Lügen der Kolonialgeschichte

Das undatierte Archivbild aus dem "Kolonialen Bildarchiv" der Universitätsbibliothek Frankfurt/Main zeigt Frauen, Männer und Kinder vom Stamm der Hottentotten in Namibia. FOTO: picture-alliance / dpa/dpaweb / Universitätsbibliothek_Frankfurt

Berlin. Die deutsche Kolonialgeschichte war alles andere als harmlos. In seinem Buch „Wir Herrenmenschen“ räumt Bartholomäus Grill mit einigen liebgewordenen Mythen auf.

„Der Engländer war brutal, nicht wahr? Der Franzose - auch nicht ohne. Und der Portugiese erst! Vom Belgier gar nicht zu reden. Wir aber waren ganz anders, unsere Schwarzen mochten uns. Und sie kämpften gerne für unsere Sache.“ So polemisch zugespitzt beschreibt Bartholomäus Grill in seinem Buch „Wir Herrenmenschen“ die Haltung der Deutschen zu ihrer kolonialen Vergangenheit. Wenn sie nicht gerade komplett in Vergessenheit geraten sei, werde sie mit Zuckerguss überzogen. Klar, die Kolonialgeschichte der Deutschen liegt mehr als 100 Jahre zurück und währte auch nur kurz.
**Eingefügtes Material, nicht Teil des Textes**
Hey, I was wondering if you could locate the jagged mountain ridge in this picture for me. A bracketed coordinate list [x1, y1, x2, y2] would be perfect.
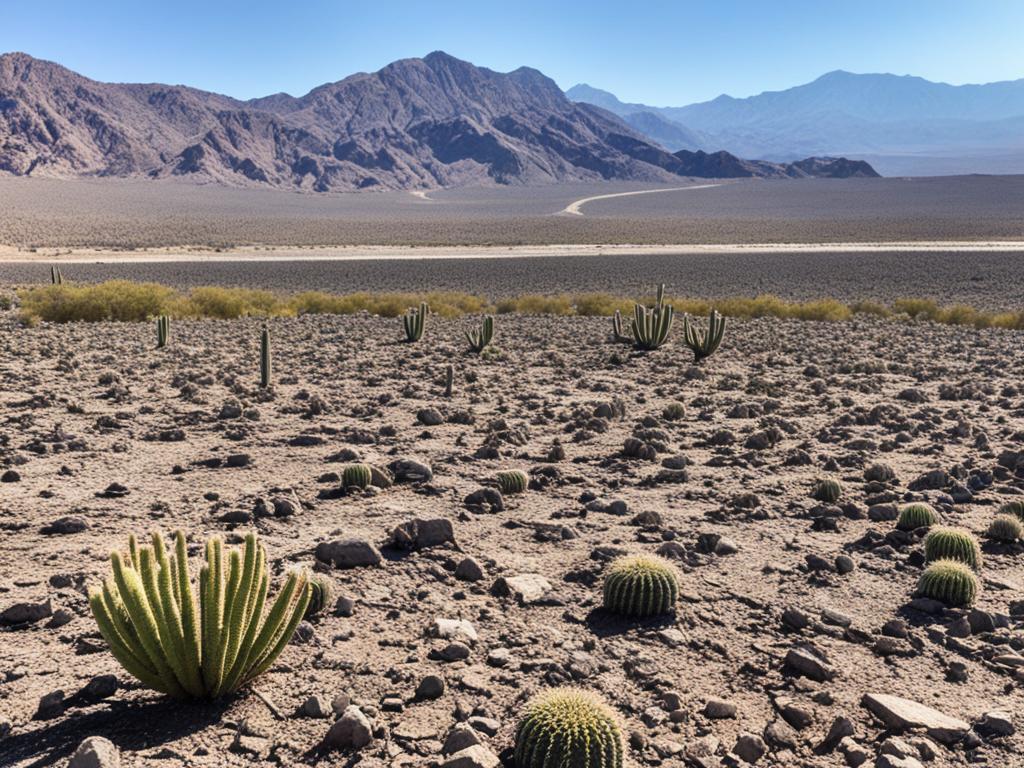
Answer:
[0, 51, 880, 191]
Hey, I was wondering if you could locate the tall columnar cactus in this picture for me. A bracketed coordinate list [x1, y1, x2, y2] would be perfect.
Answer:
[811, 477, 843, 504]
[925, 527, 981, 570]
[514, 687, 623, 768]
[896, 502, 939, 530]
[683, 309, 725, 362]
[498, 469, 529, 495]
[157, 314, 171, 349]
[466, 314, 495, 354]
[916, 560, 978, 606]
[89, 530, 309, 698]
[604, 555, 679, 617]
[259, 326, 272, 389]
[611, 309, 633, 344]
[341, 464, 374, 488]
[401, 301, 428, 342]
[632, 284, 676, 349]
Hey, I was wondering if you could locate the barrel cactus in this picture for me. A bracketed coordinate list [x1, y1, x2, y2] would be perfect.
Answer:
[985, 515, 1024, 544]
[811, 477, 843, 504]
[916, 560, 978, 606]
[896, 502, 939, 530]
[514, 687, 623, 768]
[498, 469, 529, 495]
[925, 527, 981, 570]
[604, 555, 679, 617]
[341, 464, 374, 488]
[89, 530, 309, 699]
[306, 573, 335, 618]
[999, 499, 1024, 522]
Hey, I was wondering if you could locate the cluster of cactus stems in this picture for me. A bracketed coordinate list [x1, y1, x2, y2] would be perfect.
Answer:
[916, 560, 978, 606]
[157, 314, 171, 349]
[632, 283, 676, 350]
[683, 309, 725, 362]
[89, 530, 309, 699]
[401, 301, 429, 342]
[498, 469, 529, 494]
[604, 555, 679, 617]
[341, 464, 374, 488]
[259, 326, 272, 389]
[466, 314, 495, 354]
[514, 687, 623, 768]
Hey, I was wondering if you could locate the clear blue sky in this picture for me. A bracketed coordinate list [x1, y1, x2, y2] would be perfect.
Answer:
[6, 0, 1024, 105]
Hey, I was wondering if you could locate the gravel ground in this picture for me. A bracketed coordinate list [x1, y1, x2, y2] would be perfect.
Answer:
[0, 309, 1024, 768]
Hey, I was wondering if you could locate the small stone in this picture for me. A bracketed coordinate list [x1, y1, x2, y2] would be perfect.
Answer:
[703, 698, 736, 720]
[324, 705, 374, 750]
[68, 736, 121, 768]
[416, 675, 444, 701]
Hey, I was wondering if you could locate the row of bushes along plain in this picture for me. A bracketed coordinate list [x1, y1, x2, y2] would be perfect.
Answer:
[12, 281, 1024, 330]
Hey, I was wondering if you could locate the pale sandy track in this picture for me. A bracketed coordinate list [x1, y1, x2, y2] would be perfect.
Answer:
[558, 184, 721, 216]
[0, 241, 1024, 264]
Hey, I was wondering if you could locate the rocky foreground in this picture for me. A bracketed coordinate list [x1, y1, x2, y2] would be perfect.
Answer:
[0, 313, 1024, 768]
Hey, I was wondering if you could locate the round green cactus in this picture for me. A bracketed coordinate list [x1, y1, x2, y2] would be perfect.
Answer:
[985, 515, 1024, 544]
[515, 687, 623, 768]
[498, 469, 529, 495]
[916, 560, 978, 606]
[811, 477, 843, 504]
[604, 555, 679, 616]
[896, 502, 939, 530]
[341, 464, 373, 488]
[925, 528, 981, 570]
[999, 499, 1024, 522]
[306, 573, 334, 618]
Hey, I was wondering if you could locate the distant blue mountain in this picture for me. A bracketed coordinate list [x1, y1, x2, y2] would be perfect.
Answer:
[566, 71, 1024, 175]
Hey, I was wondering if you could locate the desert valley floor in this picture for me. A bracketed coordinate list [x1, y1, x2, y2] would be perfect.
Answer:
[0, 179, 1024, 768]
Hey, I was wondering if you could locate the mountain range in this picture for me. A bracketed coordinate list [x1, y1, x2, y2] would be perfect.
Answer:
[566, 71, 1024, 175]
[0, 51, 877, 191]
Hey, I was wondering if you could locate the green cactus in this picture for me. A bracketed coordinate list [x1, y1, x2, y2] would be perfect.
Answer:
[683, 309, 726, 362]
[259, 326, 271, 389]
[985, 515, 1024, 544]
[466, 314, 495, 354]
[514, 687, 623, 768]
[925, 527, 981, 570]
[401, 301, 428, 342]
[305, 573, 335, 618]
[89, 530, 309, 699]
[341, 464, 374, 488]
[604, 555, 679, 617]
[611, 309, 633, 344]
[631, 284, 676, 350]
[157, 314, 171, 349]
[811, 477, 843, 504]
[998, 500, 1024, 522]
[896, 502, 939, 530]
[498, 469, 529, 495]
[916, 560, 978, 606]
„Deutschland hatte einfach zu wenig Zeit, um größeren Schaden anzurichten“, ist eine verbreitete Meinung. Nach den Gräueln des Nationalsozialismus und Holocaust erschien die flüchtige Kolonialgeschichte im Rückblick geradezu als harmlose und ferne Episode. Doch das ist ein Trugschluss: Weder ist sie fern, noch war sie harmlos, wie der Afrika-Korrespondent des „Spiegel“ in seinem Buch zeigt. Gerade in jüngster Zeit ist das Thema wieder sehr aktuell. Das beweisen die Entschädigungsforderungen der Herero in Namibia ebenso wie die Diskussionen um die Rückgabe kolonialen Raubguts in Zusammenhang mit dem neuen Humboldt Forum in Berlin.

Mit der Legende, dass die Deutschen die besseren Kolonialherren waren und es nur wenige beklagenswerte Ausreißer gab, räumt Grill gründlich auf. Sein Buch ist keine angenehme Lektüre. Es ist kritisch, anklagend, oft auch polemisch, konfrontiert uns mit unbequemen Wahrheiten. Fast alle früheren deutschen Kolonialgebiete hat der Journalist bereist - von Togo und Kamerun, Namibia und Tansania in Afrika bis nach Tsingtau in China und Neuguinea im Pazifik.